Two State Farm Insurance Co. customers have filed suit, claiming the company illegally converted the homeowner policies of hundreds of thousands of Louisiana residents in ways that effectively raised their rates and reduced their coverage.
The state district court suit by Thomas Moore Jr. and Kenneth Carroll asks for up to $400 million in damages to the 300,000 customers they say have been affected by the conversion since it was implemented in February.
The suit also names two State Farm subsidiaries and the state as defendants.
At issue is a plan by State Farm to consolidate several classes of homeowner policies into one class. The company has been making the change nationwide during the past few years to give its customers more flexibility, said State Farm spokesman Morris Anderson.
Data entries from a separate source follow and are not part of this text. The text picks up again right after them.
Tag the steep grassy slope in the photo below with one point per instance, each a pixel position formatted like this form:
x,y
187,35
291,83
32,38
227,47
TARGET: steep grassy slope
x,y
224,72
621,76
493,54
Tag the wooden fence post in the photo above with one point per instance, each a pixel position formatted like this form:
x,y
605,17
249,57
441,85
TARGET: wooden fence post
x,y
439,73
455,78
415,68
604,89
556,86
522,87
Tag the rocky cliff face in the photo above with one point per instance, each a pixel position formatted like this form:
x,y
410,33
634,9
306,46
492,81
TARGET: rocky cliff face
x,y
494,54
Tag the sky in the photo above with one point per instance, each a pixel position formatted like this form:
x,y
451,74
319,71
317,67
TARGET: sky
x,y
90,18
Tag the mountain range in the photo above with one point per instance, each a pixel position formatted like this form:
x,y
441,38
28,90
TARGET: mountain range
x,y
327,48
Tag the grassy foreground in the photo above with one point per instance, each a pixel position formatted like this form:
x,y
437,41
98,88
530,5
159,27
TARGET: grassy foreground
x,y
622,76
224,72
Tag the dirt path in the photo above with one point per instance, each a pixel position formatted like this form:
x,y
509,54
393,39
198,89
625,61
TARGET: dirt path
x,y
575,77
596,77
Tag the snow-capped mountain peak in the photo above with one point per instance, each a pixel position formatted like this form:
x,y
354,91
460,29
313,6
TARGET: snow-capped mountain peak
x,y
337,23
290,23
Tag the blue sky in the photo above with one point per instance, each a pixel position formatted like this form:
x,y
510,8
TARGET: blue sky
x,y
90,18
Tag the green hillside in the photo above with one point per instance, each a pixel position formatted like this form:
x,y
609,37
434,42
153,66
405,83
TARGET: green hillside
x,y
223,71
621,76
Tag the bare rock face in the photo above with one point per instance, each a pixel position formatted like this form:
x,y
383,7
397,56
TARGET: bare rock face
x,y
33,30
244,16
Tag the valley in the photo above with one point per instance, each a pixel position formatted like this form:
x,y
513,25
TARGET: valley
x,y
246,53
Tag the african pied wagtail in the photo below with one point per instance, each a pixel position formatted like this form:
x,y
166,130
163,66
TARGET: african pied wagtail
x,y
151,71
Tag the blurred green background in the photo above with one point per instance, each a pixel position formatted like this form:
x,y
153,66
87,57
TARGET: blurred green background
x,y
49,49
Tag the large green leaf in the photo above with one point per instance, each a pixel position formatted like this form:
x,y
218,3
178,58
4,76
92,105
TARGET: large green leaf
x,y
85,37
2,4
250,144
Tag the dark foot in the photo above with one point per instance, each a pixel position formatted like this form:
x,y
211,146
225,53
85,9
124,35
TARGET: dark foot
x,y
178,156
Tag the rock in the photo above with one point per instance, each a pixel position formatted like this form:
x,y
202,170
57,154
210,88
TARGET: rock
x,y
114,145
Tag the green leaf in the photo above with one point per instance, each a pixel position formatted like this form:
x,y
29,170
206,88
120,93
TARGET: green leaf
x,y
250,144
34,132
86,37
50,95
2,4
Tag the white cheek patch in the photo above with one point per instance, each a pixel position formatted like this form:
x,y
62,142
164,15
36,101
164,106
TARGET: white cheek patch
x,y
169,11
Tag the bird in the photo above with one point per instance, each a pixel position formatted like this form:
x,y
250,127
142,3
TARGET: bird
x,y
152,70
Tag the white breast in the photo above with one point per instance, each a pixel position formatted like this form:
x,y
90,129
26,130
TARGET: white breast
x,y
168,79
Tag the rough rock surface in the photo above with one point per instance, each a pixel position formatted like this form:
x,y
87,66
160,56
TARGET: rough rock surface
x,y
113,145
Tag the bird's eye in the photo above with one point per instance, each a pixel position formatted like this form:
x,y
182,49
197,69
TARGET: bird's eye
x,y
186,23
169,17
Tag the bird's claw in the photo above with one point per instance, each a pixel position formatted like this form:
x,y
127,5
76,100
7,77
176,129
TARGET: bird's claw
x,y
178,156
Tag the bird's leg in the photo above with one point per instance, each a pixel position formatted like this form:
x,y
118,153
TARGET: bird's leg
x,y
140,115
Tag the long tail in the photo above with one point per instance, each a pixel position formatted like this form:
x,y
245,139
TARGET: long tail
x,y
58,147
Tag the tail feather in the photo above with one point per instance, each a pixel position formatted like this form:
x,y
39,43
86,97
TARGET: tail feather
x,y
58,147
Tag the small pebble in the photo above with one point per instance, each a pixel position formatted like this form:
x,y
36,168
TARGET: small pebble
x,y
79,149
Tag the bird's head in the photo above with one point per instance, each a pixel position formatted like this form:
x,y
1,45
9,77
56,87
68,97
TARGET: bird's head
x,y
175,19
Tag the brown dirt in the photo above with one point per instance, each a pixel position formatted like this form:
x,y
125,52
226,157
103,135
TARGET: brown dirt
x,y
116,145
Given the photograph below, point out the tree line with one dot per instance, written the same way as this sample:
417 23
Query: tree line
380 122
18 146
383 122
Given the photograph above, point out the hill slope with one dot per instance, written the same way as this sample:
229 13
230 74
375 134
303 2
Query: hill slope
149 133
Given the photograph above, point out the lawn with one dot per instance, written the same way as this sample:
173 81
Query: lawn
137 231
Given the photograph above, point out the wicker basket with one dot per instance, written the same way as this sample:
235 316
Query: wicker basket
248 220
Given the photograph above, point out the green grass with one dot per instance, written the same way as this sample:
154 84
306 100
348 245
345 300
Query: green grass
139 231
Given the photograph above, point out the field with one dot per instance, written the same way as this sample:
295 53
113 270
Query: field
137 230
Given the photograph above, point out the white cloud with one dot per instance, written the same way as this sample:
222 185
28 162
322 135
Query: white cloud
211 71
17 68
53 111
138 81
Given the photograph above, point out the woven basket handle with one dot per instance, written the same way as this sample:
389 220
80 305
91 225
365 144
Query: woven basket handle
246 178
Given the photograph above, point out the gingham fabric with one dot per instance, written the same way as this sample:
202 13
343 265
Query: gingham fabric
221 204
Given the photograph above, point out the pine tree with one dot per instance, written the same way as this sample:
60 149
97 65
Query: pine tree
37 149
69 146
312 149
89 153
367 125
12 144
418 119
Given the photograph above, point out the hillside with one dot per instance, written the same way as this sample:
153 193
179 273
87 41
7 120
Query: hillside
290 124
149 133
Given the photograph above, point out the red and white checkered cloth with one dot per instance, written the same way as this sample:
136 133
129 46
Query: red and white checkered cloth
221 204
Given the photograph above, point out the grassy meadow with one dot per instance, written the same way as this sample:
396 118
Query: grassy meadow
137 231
Traditionally, State Farm has required homeowners to choose from a list of available policies the one that was closest to fitting their needs. But by converting the policies into one plan, the company believes it is better able to offer customers ways to tailor the plan to their specific needs, Anderson said.
State Farm sought approval from the state insurance department in 2002 to convert Louisiana’s policies to the new policy but was denied because the conversion plan conflicted with a Louisiana law that prohibits insurers from canceling or not renewing homeowners policies, said Tom Donelon, executive counsel for the Department of Insurance.
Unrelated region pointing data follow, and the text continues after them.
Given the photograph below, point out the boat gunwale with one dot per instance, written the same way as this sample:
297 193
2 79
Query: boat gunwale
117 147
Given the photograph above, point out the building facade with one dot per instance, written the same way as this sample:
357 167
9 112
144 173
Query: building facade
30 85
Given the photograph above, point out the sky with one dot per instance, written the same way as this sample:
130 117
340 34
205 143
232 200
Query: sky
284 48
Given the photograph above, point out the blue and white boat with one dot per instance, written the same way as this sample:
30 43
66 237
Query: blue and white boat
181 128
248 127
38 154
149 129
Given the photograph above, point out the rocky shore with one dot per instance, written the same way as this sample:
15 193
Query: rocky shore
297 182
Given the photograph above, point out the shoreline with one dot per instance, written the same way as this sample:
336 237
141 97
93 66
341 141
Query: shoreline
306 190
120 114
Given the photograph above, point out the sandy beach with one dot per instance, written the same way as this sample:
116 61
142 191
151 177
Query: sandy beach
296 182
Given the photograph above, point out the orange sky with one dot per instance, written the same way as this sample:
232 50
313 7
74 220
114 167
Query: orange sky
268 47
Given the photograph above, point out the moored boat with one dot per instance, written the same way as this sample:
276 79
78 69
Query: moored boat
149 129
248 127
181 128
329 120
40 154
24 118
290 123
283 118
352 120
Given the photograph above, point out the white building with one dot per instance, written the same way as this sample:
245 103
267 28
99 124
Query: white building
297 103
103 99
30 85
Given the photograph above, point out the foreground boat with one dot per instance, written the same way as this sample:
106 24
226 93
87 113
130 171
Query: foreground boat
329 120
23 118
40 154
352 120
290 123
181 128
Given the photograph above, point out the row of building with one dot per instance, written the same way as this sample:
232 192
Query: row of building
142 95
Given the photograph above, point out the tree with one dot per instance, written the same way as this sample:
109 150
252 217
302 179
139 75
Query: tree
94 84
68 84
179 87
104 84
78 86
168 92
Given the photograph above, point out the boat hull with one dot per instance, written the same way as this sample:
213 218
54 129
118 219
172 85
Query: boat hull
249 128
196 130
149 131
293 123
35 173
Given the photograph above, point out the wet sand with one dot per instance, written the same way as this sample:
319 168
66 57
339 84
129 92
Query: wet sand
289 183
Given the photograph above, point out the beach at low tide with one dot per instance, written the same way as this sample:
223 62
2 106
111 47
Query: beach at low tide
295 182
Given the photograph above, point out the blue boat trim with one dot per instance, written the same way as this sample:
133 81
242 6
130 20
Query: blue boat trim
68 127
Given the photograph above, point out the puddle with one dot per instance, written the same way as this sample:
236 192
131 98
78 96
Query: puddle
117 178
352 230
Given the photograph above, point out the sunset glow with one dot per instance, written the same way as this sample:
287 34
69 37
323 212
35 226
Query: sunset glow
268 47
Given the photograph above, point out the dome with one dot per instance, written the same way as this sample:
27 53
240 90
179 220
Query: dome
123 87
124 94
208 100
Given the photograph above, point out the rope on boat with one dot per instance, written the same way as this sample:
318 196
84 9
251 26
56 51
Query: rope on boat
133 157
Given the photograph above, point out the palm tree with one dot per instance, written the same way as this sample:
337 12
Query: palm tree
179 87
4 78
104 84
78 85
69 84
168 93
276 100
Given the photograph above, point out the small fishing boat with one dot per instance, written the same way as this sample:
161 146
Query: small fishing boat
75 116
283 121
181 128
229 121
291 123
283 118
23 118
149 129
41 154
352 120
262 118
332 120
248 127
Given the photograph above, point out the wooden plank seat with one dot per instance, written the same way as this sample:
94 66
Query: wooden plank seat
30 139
Although State Farm was given permission to sign up new customers for the policy as well as those homeowners who had consented to the conversion, the majority of State Farm’s clients remained under their old policies.
Under legislation approved last year, State Farm was able to begin converting the policies with the approval of the insurance commissioner in February.
Moore and Carroll argue in their lawsuit that of the two laws prohibiting conversions, the bill amended only one, which means that it is still technically illegal to convert the homeowners policies.
“The law in Louisiana since 1992 has been that homeowner policies in effect for three years or more may not be canceled or nonrenewed,” said plaintiff attorney Tom Thornhill.
The lawsuit also argues that even if the policy changes were legal, State Farm erred when it did not receive the approval of the Louisiana Insurance Rating Commission before instituting the changes, a move Thornhill said was designed to hide rate increases.
Last month, Thornhill and State Farm argued that point before the rating commission. State Farm said it did not need the commission’s approval because the conversion was revenue neutral.
“It’s a conversion,” Anderson said. “But there was no rate increase caused by the conversion.”
Thornhill argued that although the dollar value of the rates did not increase, in some cases, coverage declined. Clients attempting to maintain the same level of coverage have been forced to pay 25 percent to 30 percent more, he said.
Instead of ruling, the commission plans to ask for a state district judge, in a separate lawsuit, to decide whether it should have been given a chance to review the policy conversions.